Ali Abdallah Saleh’s return to Sanaa takes Yemen to the brink of civil war. Chaos on the Arabian Peninsula’s southern tip is dangerous for the Saudis and America and good news for al Qaeda. Saleh has licked his wounds in Saudi Arabia since he survived an assassination attempt in June. Now he’s back.
His sons and relatives have held on to parts of the capital and elements of the Army, waiting for this moment of return. Rival warlords have seized other parts of both the country and the Army, and peaceful demonstrators have grabbed other slices of the capital and the country. The economy has collapsed. Unemployment is now more than 40 percent. Division Gen. Ali Muhsen al-Ahmar, the rebel commander of the First Armored, and Saleh’s oldest son, Ahmed, who commands the Republican Guard, now are poised to start a full-scale civil war. Both are well armed.

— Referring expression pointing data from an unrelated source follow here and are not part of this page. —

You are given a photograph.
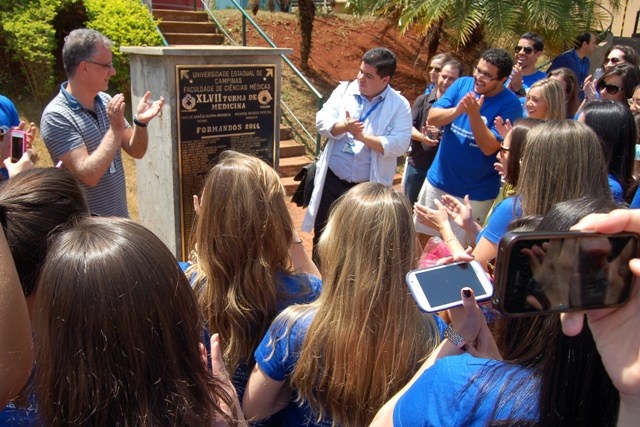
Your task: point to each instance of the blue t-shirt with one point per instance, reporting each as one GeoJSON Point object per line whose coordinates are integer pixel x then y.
{"type": "Point", "coordinates": [616, 189]}
{"type": "Point", "coordinates": [468, 391]}
{"type": "Point", "coordinates": [460, 167]}
{"type": "Point", "coordinates": [506, 211]}
{"type": "Point", "coordinates": [278, 360]}
{"type": "Point", "coordinates": [292, 286]}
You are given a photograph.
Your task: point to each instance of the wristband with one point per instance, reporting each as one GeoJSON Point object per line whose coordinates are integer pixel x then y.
{"type": "Point", "coordinates": [454, 337]}
{"type": "Point", "coordinates": [139, 123]}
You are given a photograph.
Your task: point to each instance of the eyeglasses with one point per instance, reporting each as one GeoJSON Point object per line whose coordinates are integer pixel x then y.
{"type": "Point", "coordinates": [108, 65]}
{"type": "Point", "coordinates": [482, 75]}
{"type": "Point", "coordinates": [527, 49]}
{"type": "Point", "coordinates": [611, 89]}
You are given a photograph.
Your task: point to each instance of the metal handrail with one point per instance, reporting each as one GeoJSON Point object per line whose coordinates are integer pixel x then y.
{"type": "Point", "coordinates": [164, 41]}
{"type": "Point", "coordinates": [245, 17]}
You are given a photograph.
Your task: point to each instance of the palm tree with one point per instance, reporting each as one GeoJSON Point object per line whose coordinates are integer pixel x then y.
{"type": "Point", "coordinates": [496, 22]}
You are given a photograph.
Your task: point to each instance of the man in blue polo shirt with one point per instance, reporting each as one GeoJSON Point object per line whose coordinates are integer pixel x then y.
{"type": "Point", "coordinates": [470, 142]}
{"type": "Point", "coordinates": [577, 59]}
{"type": "Point", "coordinates": [84, 129]}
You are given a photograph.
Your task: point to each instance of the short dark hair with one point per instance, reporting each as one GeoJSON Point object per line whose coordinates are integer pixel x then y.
{"type": "Point", "coordinates": [501, 59]}
{"type": "Point", "coordinates": [80, 45]}
{"type": "Point", "coordinates": [538, 43]}
{"type": "Point", "coordinates": [454, 63]}
{"type": "Point", "coordinates": [382, 59]}
{"type": "Point", "coordinates": [629, 54]}
{"type": "Point", "coordinates": [582, 38]}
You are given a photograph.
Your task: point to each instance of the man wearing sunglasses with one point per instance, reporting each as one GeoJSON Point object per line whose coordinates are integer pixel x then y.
{"type": "Point", "coordinates": [464, 162]}
{"type": "Point", "coordinates": [577, 59]}
{"type": "Point", "coordinates": [84, 129]}
{"type": "Point", "coordinates": [525, 73]}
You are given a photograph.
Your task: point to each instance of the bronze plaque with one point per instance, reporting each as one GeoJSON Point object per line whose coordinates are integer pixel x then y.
{"type": "Point", "coordinates": [221, 107]}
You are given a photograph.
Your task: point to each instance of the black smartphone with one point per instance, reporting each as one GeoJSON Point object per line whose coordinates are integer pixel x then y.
{"type": "Point", "coordinates": [18, 144]}
{"type": "Point", "coordinates": [550, 272]}
{"type": "Point", "coordinates": [438, 288]}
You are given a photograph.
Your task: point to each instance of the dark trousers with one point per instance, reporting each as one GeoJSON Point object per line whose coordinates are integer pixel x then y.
{"type": "Point", "coordinates": [334, 187]}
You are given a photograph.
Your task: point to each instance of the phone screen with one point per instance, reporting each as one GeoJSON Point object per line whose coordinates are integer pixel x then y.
{"type": "Point", "coordinates": [569, 273]}
{"type": "Point", "coordinates": [17, 142]}
{"type": "Point", "coordinates": [443, 285]}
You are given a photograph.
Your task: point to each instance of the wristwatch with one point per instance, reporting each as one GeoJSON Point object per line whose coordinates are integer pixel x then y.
{"type": "Point", "coordinates": [454, 337]}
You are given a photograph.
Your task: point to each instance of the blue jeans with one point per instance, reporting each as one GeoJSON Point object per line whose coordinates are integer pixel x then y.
{"type": "Point", "coordinates": [414, 178]}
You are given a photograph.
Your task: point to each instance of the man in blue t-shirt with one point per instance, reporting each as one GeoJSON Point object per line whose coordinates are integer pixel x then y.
{"type": "Point", "coordinates": [577, 59]}
{"type": "Point", "coordinates": [467, 152]}
{"type": "Point", "coordinates": [525, 73]}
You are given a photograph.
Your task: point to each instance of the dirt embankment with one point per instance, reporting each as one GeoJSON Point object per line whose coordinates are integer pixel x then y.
{"type": "Point", "coordinates": [338, 44]}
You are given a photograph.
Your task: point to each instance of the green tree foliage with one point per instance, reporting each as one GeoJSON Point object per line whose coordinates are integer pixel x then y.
{"type": "Point", "coordinates": [30, 37]}
{"type": "Point", "coordinates": [28, 27]}
{"type": "Point", "coordinates": [499, 22]}
{"type": "Point", "coordinates": [126, 23]}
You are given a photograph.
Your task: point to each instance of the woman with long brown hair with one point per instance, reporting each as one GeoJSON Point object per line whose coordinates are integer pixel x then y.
{"type": "Point", "coordinates": [346, 353]}
{"type": "Point", "coordinates": [247, 262]}
{"type": "Point", "coordinates": [117, 334]}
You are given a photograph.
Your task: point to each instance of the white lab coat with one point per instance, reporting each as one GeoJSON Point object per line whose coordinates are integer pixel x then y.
{"type": "Point", "coordinates": [392, 124]}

The Saudis, who give almost every Yemeni politician bribes, have botched managing this crisis from the start. They lead the Gulf Cooperation Council political process that has tried to talk Saleh out of office, and he has made them look like fools. They are deeply ambivalent about Saleh, whom they have tried to oust in the past. But Saleh has also provided stability in their neighborhood for years. The Saudis don’t like revolutions, especially next door, and they have never been very good at managing Yemeni affairs. They treat the Yemenis with contempt, and the Yemenis reciprocate.
American diplomacy has tried to help the Saudis without becoming responsible for Yemen. We wisely don’t want to take on the burden of caring for the Arab world’s poorest country, which is running out of everything: oil, water, arable land, and hope. With a fast-growing population that will double to 40 million by 2030, a nearly universal drug addiction to qat, and no jobs, Yemen brings new meaning to the idea of a failing state. Saudi Arabia, Qatar and the U.A.E. have the money to help and have given generously in the past. This should remain their problem.

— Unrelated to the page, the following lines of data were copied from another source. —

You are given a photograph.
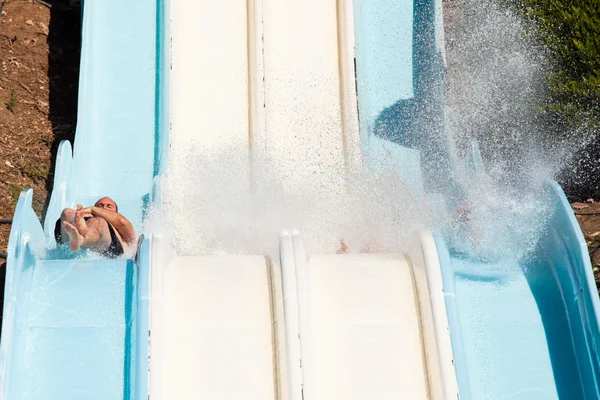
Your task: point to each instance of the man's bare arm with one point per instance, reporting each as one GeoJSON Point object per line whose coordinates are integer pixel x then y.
{"type": "Point", "coordinates": [121, 224]}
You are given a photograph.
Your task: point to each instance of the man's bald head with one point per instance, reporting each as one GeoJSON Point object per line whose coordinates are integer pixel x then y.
{"type": "Point", "coordinates": [108, 204]}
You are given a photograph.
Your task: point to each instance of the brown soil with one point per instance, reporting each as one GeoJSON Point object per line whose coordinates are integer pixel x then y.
{"type": "Point", "coordinates": [39, 57]}
{"type": "Point", "coordinates": [39, 70]}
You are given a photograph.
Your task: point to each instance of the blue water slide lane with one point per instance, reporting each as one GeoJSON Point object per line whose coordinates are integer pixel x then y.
{"type": "Point", "coordinates": [77, 327]}
{"type": "Point", "coordinates": [521, 329]}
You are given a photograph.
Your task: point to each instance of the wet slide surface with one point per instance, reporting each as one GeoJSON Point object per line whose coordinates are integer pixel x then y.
{"type": "Point", "coordinates": [276, 79]}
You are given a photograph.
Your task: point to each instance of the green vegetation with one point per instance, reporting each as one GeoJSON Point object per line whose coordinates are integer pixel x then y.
{"type": "Point", "coordinates": [570, 30]}
{"type": "Point", "coordinates": [15, 191]}
{"type": "Point", "coordinates": [12, 102]}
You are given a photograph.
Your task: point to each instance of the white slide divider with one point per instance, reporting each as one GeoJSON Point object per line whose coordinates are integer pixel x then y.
{"type": "Point", "coordinates": [434, 320]}
{"type": "Point", "coordinates": [366, 324]}
{"type": "Point", "coordinates": [291, 306]}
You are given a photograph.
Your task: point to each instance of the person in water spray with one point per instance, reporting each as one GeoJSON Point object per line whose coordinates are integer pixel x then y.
{"type": "Point", "coordinates": [99, 228]}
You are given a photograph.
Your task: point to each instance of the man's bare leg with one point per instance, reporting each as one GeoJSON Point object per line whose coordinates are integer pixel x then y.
{"type": "Point", "coordinates": [80, 223]}
{"type": "Point", "coordinates": [67, 215]}
{"type": "Point", "coordinates": [97, 237]}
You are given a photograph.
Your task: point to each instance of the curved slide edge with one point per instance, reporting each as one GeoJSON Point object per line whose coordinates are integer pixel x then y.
{"type": "Point", "coordinates": [300, 299]}
{"type": "Point", "coordinates": [25, 244]}
{"type": "Point", "coordinates": [424, 258]}
{"type": "Point", "coordinates": [215, 326]}
{"type": "Point", "coordinates": [562, 288]}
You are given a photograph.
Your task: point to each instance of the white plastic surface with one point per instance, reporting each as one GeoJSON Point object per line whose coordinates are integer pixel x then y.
{"type": "Point", "coordinates": [366, 326]}
{"type": "Point", "coordinates": [217, 332]}
{"type": "Point", "coordinates": [209, 84]}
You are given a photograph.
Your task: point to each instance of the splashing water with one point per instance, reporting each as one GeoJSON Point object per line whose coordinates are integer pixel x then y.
{"type": "Point", "coordinates": [218, 205]}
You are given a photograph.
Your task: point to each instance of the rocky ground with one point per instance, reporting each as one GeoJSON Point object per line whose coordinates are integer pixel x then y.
{"type": "Point", "coordinates": [39, 61]}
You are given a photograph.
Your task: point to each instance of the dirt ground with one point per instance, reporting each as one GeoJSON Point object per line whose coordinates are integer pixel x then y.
{"type": "Point", "coordinates": [39, 61]}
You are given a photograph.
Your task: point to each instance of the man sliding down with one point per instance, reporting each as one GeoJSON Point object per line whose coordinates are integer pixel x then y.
{"type": "Point", "coordinates": [99, 228]}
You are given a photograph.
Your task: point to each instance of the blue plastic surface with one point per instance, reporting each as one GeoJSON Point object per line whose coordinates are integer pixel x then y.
{"type": "Point", "coordinates": [520, 328]}
{"type": "Point", "coordinates": [77, 328]}
{"type": "Point", "coordinates": [526, 329]}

Saleh and his kids are like all autocrats: they don’t want to give up power. They can see what happens to Arab dictators and their sons when they quit—exile, imprisonment, or death. The rebels, both generals and democrats, know what will happen if Saleh prevails—exile, imprisonment, or death. Al Qaeda in the Arabian Peninsula and other dissident groups like the Shia Houthi rebels are the winners for now. There is less and less state authority in their strongholds.

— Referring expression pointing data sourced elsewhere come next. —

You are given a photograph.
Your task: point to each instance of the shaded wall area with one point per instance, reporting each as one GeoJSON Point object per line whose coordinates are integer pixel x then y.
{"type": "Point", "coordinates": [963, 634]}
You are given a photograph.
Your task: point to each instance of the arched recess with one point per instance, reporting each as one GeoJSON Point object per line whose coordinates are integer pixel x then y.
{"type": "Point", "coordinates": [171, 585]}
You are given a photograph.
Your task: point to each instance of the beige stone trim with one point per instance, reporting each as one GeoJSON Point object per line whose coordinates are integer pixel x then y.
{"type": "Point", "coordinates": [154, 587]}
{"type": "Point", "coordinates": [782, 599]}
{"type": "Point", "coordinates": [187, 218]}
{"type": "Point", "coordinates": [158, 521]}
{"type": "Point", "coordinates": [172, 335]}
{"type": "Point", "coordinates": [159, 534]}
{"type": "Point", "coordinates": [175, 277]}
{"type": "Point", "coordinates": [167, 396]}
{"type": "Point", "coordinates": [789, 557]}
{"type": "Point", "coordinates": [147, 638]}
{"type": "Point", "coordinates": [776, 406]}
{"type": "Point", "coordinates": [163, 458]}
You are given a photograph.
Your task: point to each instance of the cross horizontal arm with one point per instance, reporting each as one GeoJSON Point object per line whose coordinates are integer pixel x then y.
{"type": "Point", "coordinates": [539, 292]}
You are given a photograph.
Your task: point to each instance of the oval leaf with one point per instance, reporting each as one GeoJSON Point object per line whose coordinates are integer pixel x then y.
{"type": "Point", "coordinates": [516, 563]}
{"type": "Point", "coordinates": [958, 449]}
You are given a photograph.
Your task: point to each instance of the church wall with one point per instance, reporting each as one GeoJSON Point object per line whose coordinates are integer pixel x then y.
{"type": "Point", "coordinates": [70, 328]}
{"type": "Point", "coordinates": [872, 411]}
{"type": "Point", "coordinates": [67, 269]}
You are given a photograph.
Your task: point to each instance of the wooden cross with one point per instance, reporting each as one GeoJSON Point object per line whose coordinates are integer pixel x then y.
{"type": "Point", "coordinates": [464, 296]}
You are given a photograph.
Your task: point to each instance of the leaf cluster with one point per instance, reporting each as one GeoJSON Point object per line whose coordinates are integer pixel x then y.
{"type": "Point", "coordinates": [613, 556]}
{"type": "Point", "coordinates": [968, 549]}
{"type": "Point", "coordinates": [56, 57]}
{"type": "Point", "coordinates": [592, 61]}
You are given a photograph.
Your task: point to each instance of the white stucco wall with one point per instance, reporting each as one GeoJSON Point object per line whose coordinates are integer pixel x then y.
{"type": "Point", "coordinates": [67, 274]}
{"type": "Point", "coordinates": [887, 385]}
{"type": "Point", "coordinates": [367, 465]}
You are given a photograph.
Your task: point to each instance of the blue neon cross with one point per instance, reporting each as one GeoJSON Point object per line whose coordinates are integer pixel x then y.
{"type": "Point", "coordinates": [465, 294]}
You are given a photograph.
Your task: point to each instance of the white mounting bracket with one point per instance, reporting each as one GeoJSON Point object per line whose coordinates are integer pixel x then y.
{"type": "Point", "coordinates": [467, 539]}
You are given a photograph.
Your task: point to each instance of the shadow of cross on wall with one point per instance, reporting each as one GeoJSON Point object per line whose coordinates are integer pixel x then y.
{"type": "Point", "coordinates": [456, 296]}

AQAP’s bombmakers—the best al Qaeda has ever produced—can perfect their wares with less and less fear of Saleh’s security forces. Since AQAP has sent bombs to hit Detroit (2009) and Chicago (2010) already, it is no wonder the U.S. counterterrorist community is deeply worried. AQAP has also tried to kill Saudi Arabia’s counterterror maestro, Prince Muhammad, four times, so the Saudis are worried, too. Three million barrels of oil sail on tankers past Yemen every day, so the world should be worried.
Drones have hurt AQAP in the past, but they also antagonize Yemenis and swell the ranks of AQAP recruits. AQAP’s adept propaganda exploits the drone war as evidence that al Qaeda is fighting a foreign enemy that kills innocents.
The United States needs to build capacity to fight AQAP—alone if we have to—but above all we need an effective Yemeni partner. That is nowhere in sight.